Comparing results to randomly assigned control groups is ideal, but often logistically difficult. Comparing results post-intervention to pre-intervention (or over time as the intervention is used) provides another comparison method. Combining these strategies, by comparing a group of people who use our e-Learning 2.0 interventions now, to those who use them 6 months from now, is also an alternative. I highly recommend you call in a measurement professional to help you.

Measuring results (including ROI)

One could write a whole book on measuring organizational results, but in the interest of time, I’m going to keep this short and sweet. If metrics are available, we can look at things like sales results, customer service ratings, secret shopper ratings, turnover, accidents, law suits, employee survey results, multi-rater feedback, manufacturing defect rates, and ROI.
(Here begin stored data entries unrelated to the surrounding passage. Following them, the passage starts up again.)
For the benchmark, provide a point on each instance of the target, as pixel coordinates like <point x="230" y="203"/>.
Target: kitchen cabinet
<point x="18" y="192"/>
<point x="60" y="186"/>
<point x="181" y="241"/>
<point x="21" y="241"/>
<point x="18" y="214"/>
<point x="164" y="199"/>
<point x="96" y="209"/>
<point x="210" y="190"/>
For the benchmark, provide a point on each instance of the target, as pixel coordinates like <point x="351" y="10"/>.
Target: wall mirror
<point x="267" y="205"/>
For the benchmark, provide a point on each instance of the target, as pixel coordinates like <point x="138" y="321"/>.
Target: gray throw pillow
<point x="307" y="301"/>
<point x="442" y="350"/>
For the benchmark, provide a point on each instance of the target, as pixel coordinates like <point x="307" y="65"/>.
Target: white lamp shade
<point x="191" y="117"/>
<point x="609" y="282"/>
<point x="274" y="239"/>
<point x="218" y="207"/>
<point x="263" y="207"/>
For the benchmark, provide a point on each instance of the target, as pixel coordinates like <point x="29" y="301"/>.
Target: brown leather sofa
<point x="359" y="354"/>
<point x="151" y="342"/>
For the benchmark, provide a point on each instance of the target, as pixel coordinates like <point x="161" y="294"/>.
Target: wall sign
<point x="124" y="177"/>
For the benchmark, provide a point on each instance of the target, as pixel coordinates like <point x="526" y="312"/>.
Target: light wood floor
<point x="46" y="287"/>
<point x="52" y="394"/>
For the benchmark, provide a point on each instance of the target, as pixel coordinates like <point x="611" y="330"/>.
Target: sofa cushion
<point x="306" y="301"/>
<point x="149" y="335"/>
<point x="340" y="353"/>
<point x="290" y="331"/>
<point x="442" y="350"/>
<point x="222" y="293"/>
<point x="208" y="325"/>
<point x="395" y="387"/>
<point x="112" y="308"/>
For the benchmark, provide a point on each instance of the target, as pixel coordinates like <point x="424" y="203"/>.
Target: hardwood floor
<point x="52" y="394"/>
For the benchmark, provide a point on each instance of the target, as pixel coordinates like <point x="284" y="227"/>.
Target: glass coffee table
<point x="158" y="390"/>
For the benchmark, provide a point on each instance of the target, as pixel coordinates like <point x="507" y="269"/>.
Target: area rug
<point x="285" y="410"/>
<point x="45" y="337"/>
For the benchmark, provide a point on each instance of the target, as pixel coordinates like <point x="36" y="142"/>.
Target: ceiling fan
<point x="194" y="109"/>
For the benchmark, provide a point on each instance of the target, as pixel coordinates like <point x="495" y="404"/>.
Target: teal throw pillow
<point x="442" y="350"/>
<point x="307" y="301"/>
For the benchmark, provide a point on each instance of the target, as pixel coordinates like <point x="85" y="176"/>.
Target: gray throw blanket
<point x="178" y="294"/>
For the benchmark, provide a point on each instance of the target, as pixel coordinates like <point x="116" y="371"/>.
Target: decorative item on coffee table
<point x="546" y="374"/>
Because many factors — not just our learning and development efforts — influence these results, determining the effect of our e-Learning 2.0 interventions requires the use of randomly assigned learners and statistical techniques. These procedures isolate the impact of our intervention from the impact of other organizational influences (that is, such things as the economy, other initiatives, morale, and so on). Again, unless you know what you’re doing, you ought to call in a measurement expert.
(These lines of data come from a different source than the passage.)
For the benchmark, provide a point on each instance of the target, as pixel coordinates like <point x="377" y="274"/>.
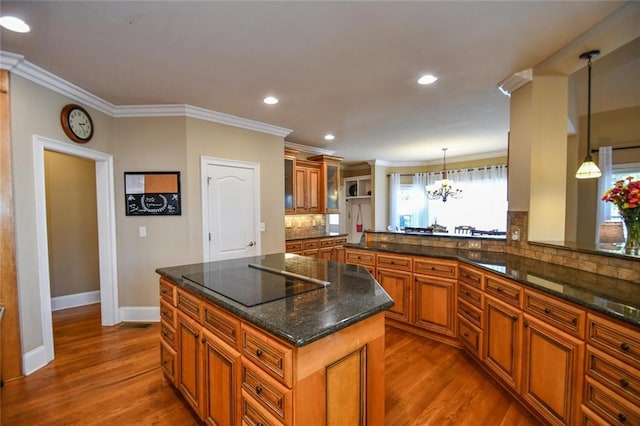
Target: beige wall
<point x="615" y="128"/>
<point x="137" y="144"/>
<point x="72" y="224"/>
<point x="36" y="111"/>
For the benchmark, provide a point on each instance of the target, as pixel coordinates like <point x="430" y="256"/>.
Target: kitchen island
<point x="278" y="339"/>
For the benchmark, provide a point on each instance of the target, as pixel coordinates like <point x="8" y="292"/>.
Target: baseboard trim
<point x="34" y="360"/>
<point x="75" y="300"/>
<point x="140" y="313"/>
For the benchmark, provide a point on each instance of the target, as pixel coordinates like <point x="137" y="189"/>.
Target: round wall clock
<point x="76" y="123"/>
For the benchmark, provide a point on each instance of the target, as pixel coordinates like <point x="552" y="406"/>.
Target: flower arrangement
<point x="625" y="194"/>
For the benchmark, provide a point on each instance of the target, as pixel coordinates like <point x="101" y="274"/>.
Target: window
<point x="483" y="204"/>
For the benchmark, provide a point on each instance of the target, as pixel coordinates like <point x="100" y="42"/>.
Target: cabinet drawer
<point x="168" y="334"/>
<point x="470" y="336"/>
<point x="339" y="241"/>
<point x="327" y="242"/>
<point x="615" y="374"/>
<point x="310" y="244"/>
<point x="254" y="415"/>
<point x="471" y="313"/>
<point x="608" y="405"/>
<point x="510" y="293"/>
<point x="361" y="258"/>
<point x="274" y="397"/>
<point x="168" y="362"/>
<point x="561" y="315"/>
<point x="168" y="314"/>
<point x="272" y="356"/>
<point x="189" y="304"/>
<point x="222" y="324"/>
<point x="434" y="268"/>
<point x="168" y="291"/>
<point x="471" y="295"/>
<point x="402" y="263"/>
<point x="615" y="339"/>
<point x="470" y="276"/>
<point x="293" y="246"/>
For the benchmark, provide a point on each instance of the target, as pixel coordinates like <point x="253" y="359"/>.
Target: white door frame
<point x="204" y="197"/>
<point x="106" y="233"/>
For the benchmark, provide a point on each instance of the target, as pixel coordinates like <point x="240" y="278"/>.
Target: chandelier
<point x="446" y="189"/>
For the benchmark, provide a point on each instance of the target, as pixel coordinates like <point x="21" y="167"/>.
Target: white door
<point x="233" y="210"/>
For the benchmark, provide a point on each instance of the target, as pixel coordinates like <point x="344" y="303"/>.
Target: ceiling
<point x="348" y="68"/>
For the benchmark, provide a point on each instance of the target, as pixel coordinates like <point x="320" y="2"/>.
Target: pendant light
<point x="446" y="189"/>
<point x="588" y="169"/>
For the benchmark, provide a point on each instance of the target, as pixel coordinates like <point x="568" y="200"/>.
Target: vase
<point x="632" y="225"/>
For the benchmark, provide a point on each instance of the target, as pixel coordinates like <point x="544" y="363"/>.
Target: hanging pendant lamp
<point x="446" y="189"/>
<point x="588" y="169"/>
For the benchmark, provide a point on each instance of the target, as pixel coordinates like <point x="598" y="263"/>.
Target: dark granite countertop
<point x="614" y="297"/>
<point x="352" y="295"/>
<point x="310" y="236"/>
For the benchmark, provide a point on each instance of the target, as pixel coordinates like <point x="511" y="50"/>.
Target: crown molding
<point x="16" y="64"/>
<point x="308" y="149"/>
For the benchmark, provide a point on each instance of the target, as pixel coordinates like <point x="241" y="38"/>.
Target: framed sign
<point x="152" y="193"/>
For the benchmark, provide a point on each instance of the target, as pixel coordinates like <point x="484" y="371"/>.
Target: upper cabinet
<point x="329" y="182"/>
<point x="311" y="185"/>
Finally, it is beneficial, if not a full-fledged moral imperative, to look at the results for our learners as well. Does the learning benefit them? Are they more competent? Do they feel more empowered? Do their reputations improve? Do they receive promotions more quickly? Are they able to thrive in the job market better? We might focus on lots of angles. Again, because learner engagement is likely to be a prime driver of e-Learning 2.0 outcomes, examining learner results may be especially important.

Interestingly, when we give “learner results” a place in our models (and I’ve included learner outcomes in my learning landscape models for several years now), we come back to learner reaction data, at least in part. Might our learners have a pretty good sense of whether the learning interventions are benefiting them? Wow. What would Donald Kirkpatrick say if he knew I was mashing Level 1 and Level 4 together just a bit?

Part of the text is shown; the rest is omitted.